Launch training runs.

positional arguments:
  configs               TOML config file(s) for the training run(s).

options:
  -h, --help            show this help message and exit
  -A ACCOUNT, --account ACCOUNT
                        SLURM account (default: None)
  -N NODES, --nodes NODES
                        Number of nodes (default: None)
  -G GPUS_PER_NODE, --gpus-per-node GPUS_PER_NODE
                        GPUs per node (default: None)
  -c CPUS_PER_TASK, --cpus-per-task CPUS_PER_TASK
                        CPUs per task (default: None)
  --mem-per-gpu MEM_PER_GPU
                        Memory per GPU (default: None)
  -t TIME, --time TIME  Time limit in minutes (default: None)
  -C CONSTRAINT, --constraint CONSTRAINT
                        SLURM constraint (default: None)
  -q QOS, --qos QOS     SLURM qos (default: None)
  --dump DUMP           Submitit dump (default: None)

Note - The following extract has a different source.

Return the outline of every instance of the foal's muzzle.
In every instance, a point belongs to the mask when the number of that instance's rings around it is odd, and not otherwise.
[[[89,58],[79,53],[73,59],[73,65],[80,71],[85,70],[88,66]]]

By default we use torch.compile, the first batches will be quite slow to process. To speed up training, you can also remove the computation of the perplexities in the source code if you do not care about it.

Citing SpidR

@article{
  poli2025spidr,
  title={SpidR: Learning Fast and Stable Linguistic Units for Spoken Language Models Without Supervision},
  author={Maxime Poli and Mahi Luthra and Youssef Benchekroun and Yosuke Higuchi and Martin Gleize and Jiayi Shen and Robin Algayres and Yu-An Chung and Mido Assran and Juan Pino and Emmanuel Dupoux},
  journal={Transactions on Machine Learning Research},
  issn={2835-8856},
  year={2025},
  url={https://openreview.net/forum?id=E7XAFBpfZs},
}

License

The source code and our two model checkpoints are provided under the CC BY-NC 4.0 License.